Joint training results different for different types of incremental learning?

Question

Joint training results different for different types of incremental learning?

toshi2k2 opened this issue 10 months ago · comments

Isn't joint training defined as training done on all the data at the same time? In that case, shouldn't it be the same for all three scenarios of CL? However, the results from the code (and in the paper) are not the same. Is joint training defined differently?

Gido van de Ven · Answer 1 · Tue Aug 22 2023 21:37:52 GMT+0800 (China Standard Time)

Joint training is indeed training on all the data at the same time, but this gives different results for the three continual learning scenarios because in each scenario the network must learn something else. For Split MNIST, the different mappings that the network is supposed to learn are illustrated in Figure 2 in the accompanying article (https://www.nature.com/articles/s42256-022-00568-3#Fig2). Hope this helps!

toshi2k2 · Answer 2 · Tue Aug 22 2023 21:45:48 GMT+0800 (China Standard Time)

So, for joint training (task incremental and domain incremental), the output size is equal to 'within-context' label size (for above example, its 2) and for class incremental its the 'global-label' size which is 10 in the above case.
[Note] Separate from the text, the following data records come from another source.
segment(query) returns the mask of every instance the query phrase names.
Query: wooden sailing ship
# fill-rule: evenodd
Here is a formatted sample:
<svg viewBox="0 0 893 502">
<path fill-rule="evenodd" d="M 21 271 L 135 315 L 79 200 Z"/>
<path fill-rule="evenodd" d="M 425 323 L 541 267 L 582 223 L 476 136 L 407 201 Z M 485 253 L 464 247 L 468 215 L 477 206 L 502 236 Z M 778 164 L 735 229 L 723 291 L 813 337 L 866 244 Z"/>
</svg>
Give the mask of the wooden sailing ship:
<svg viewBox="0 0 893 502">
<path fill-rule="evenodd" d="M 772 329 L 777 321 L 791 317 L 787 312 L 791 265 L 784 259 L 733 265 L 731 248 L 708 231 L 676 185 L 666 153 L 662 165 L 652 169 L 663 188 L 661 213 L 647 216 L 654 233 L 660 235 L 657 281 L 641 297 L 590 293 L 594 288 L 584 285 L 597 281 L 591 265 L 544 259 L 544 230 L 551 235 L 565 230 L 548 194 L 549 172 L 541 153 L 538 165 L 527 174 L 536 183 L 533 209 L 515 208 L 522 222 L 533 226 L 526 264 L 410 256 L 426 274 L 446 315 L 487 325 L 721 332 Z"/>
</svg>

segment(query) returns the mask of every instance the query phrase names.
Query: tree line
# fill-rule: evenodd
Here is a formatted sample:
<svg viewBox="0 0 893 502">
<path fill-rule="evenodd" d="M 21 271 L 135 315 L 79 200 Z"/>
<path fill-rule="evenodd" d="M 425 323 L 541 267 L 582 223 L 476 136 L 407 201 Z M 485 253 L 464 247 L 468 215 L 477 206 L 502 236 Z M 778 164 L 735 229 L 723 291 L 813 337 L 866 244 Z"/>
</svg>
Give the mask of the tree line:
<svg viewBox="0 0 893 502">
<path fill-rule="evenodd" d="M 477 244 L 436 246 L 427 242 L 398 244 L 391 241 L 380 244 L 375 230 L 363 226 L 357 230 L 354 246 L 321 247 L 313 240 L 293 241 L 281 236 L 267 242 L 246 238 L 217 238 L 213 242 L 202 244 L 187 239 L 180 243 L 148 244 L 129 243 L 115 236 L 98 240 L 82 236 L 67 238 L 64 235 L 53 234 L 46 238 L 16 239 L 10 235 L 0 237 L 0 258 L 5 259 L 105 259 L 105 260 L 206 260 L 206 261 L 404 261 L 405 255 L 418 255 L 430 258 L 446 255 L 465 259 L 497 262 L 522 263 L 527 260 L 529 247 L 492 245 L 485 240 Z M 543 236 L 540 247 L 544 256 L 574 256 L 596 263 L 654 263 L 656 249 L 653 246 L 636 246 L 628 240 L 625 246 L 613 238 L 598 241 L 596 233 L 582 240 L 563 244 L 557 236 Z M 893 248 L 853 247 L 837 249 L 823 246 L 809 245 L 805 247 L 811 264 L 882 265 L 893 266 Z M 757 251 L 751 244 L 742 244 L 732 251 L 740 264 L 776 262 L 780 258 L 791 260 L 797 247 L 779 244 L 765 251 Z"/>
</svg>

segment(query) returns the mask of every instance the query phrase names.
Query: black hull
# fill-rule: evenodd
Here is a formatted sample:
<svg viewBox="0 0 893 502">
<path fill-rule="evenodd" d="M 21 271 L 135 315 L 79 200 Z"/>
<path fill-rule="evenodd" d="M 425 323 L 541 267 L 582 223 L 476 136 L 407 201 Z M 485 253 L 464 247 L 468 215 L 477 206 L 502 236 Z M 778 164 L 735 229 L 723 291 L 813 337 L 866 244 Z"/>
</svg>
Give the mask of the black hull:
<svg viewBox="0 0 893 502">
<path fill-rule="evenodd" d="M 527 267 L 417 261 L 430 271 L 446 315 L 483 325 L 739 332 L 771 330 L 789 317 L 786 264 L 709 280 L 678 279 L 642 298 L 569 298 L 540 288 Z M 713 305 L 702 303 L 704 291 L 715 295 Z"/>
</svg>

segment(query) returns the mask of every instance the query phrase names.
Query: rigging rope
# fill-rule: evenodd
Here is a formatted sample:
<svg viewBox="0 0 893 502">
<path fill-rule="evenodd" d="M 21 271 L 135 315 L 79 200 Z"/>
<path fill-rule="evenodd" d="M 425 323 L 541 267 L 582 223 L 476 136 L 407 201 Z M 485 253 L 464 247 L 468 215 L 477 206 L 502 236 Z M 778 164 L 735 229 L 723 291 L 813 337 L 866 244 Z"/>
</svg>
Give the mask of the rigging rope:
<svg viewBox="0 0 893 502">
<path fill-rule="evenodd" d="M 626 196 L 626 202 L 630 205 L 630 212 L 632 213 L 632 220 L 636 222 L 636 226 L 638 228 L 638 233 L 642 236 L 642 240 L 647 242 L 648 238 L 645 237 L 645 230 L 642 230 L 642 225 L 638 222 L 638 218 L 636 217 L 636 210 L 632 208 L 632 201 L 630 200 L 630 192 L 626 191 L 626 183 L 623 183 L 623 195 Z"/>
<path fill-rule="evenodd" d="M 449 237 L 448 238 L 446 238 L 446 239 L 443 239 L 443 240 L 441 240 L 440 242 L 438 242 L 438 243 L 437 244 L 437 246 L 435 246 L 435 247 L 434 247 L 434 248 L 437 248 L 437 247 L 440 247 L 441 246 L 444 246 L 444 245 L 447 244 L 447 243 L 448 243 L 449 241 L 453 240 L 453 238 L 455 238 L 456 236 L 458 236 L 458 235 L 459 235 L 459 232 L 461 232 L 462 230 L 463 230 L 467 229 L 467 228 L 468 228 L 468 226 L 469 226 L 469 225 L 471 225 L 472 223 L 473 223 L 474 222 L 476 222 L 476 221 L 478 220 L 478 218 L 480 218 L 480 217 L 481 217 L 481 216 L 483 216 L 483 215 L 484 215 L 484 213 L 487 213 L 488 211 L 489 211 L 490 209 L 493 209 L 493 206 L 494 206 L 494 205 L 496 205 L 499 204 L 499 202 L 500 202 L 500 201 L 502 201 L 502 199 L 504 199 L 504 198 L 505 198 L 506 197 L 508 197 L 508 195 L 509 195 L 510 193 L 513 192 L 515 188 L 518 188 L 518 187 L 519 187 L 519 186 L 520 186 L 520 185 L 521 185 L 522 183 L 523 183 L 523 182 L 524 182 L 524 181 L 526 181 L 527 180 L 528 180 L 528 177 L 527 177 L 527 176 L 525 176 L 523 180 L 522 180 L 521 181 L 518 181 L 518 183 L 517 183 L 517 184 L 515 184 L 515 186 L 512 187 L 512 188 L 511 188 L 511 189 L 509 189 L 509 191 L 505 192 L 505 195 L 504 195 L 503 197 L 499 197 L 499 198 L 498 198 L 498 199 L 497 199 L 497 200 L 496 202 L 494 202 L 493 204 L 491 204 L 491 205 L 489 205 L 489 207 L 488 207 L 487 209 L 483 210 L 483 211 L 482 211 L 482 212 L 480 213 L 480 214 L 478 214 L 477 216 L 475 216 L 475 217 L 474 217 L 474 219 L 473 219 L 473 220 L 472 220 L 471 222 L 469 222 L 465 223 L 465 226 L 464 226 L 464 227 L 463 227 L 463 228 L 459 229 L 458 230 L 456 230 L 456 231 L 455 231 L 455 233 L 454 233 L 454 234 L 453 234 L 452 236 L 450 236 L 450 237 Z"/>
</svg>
Is my understanding correct?

Gido van de Ven · Answer 3 · Tue Aug 22 2023 22:20:32 GMT+0800 (China Standard Time)

For domain- and class-incremental learning that is correct. For task-incremental learning the output size is typically taken to be equal to the 'global-label' size, with the provided context label being used to set only those output units of classes in the current task to 'active' (i.e., to have a multi-head output layer).